İlay Bilgili kimlerden besleniyor, niçin yazıyor, bu aralar ne yazıyor ya da neler yazmak istiyor?
Ben özgürlüğe, eşitliğe, adalete, saygıya inanırım. Tüm yaşamımı bunun üzerine kurmaya çalışıyorum. Kızımı da böyle büyütmeye çalışıyorum. Dolayısıyla, bunların karşısında olan her şeye çomak sokmak istiyorum. Yapı olarak da susup kenara çekilen birisi değilimdir. Dolayısıyla, kalemim ve yazınım bana göre toplumda çarpık olan her şeye değinir, bunu taktiksel olarak da yapmam. Yazdığım ne varsa kalbimde gece beni uyutmayan şeylerdir. Depremden önce, hazır şu içimde bas bas bağıran kadından da kurtulmuşken maden ve maden göçüklerine kafayı takmıştım. Sürekli aynı sebepten tekrar eden bu faciaların göz göre göre olmasına katlanamıyorum. Sebeplerine bakmaya çalıştım bir ara. Cahillik, yine korku, yine kadercilik en az güçlü patronlar kadar suçluydu. Sonra deprem oldu. Deprem hakkında yazar mıyım bilmiyorum ama yazsam bile acı pornosu değil bir değişimi yazmak isterim. Enkazın altında binlerce can kaldı, bu enkazda korkunun, kolektif sessizliğin ne kadar payı var bunu aramak isterim.
Memleketimi ve diğer on bir şehri yeniden kuracağız.

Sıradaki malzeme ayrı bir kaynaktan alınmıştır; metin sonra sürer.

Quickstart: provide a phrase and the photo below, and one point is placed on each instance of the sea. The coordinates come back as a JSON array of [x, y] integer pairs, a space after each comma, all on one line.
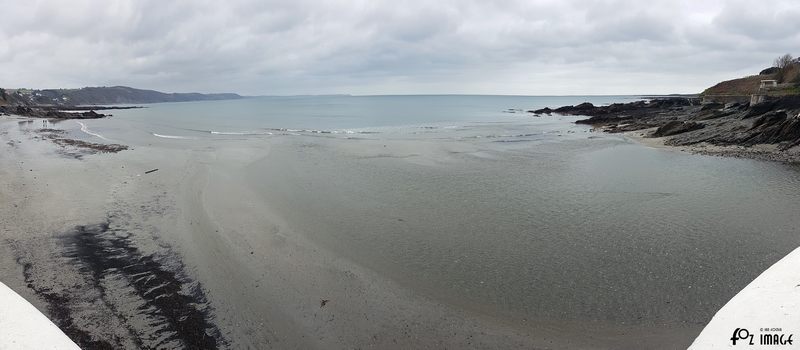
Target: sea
[[481, 205]]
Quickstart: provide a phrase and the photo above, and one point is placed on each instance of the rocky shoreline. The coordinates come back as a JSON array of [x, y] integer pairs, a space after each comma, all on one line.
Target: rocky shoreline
[[768, 130], [61, 112]]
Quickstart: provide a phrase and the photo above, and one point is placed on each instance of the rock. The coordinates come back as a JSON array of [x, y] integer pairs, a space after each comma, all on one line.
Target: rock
[[545, 110], [677, 127]]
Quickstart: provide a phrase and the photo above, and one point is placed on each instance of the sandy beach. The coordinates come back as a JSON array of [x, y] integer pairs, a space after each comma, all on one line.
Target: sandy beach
[[380, 238], [254, 281]]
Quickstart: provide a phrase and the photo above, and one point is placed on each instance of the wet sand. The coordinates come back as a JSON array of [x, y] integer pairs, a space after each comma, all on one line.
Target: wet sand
[[243, 275]]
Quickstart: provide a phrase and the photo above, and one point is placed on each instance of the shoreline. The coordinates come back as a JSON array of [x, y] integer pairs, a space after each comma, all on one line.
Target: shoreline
[[768, 153], [186, 214], [767, 131]]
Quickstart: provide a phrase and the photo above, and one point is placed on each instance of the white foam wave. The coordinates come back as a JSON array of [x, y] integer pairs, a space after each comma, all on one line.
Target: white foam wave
[[89, 132], [171, 136], [240, 133]]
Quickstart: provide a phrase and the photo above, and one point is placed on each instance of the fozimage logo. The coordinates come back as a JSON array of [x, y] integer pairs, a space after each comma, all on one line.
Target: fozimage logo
[[766, 336]]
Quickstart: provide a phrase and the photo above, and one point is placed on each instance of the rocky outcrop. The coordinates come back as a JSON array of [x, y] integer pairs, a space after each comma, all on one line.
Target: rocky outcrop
[[52, 113], [103, 96], [676, 127], [684, 122]]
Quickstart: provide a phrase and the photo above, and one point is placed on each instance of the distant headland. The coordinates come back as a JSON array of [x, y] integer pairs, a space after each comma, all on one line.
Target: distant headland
[[82, 103]]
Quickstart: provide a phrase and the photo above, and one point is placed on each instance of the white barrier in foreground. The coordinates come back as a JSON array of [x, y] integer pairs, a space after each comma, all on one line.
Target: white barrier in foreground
[[763, 315], [22, 326]]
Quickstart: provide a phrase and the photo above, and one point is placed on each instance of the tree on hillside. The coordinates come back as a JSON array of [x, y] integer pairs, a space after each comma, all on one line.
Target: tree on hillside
[[784, 61], [784, 64]]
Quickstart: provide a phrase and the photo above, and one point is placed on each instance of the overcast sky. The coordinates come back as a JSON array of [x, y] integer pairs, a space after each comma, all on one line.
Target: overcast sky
[[528, 47]]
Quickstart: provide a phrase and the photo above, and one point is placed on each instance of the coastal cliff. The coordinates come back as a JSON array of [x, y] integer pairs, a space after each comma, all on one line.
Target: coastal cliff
[[100, 96], [82, 103], [723, 120]]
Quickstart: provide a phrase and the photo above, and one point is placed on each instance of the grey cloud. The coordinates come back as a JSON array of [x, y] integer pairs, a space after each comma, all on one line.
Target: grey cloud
[[338, 46]]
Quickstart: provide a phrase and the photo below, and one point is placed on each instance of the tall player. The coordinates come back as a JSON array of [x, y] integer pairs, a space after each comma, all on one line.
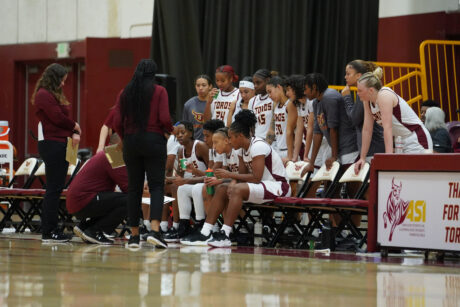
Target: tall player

Kırgınız, öfkeliyiz, üzgünüz ama umutluyuz. Oradaki insanların bize ihtiyacı var, bunun unutulmamasını istiyorum. Güvendiğiniz her türlü dayanışmada elinizden geldiğince yer almaya çalışın lütfen. Elli gün oldu, hâlâ terlik, erzak, hijyen malzemesi sıkıntısı var. Unutmayacağız demeyiniz, unutmamak bir eylemdir. Dayanışmayla kalın. Çok teşekkür ediyorum Kadir, bu zor zamanlarda bir küçük nefes oldu.
Sevgili İlay tüm kalbimle yazmaya, anlatmaya devam etmeni dilerim. Kalbimiz kırık hem de çok. Birlikte, el ele iyileşmeyi umuyorum.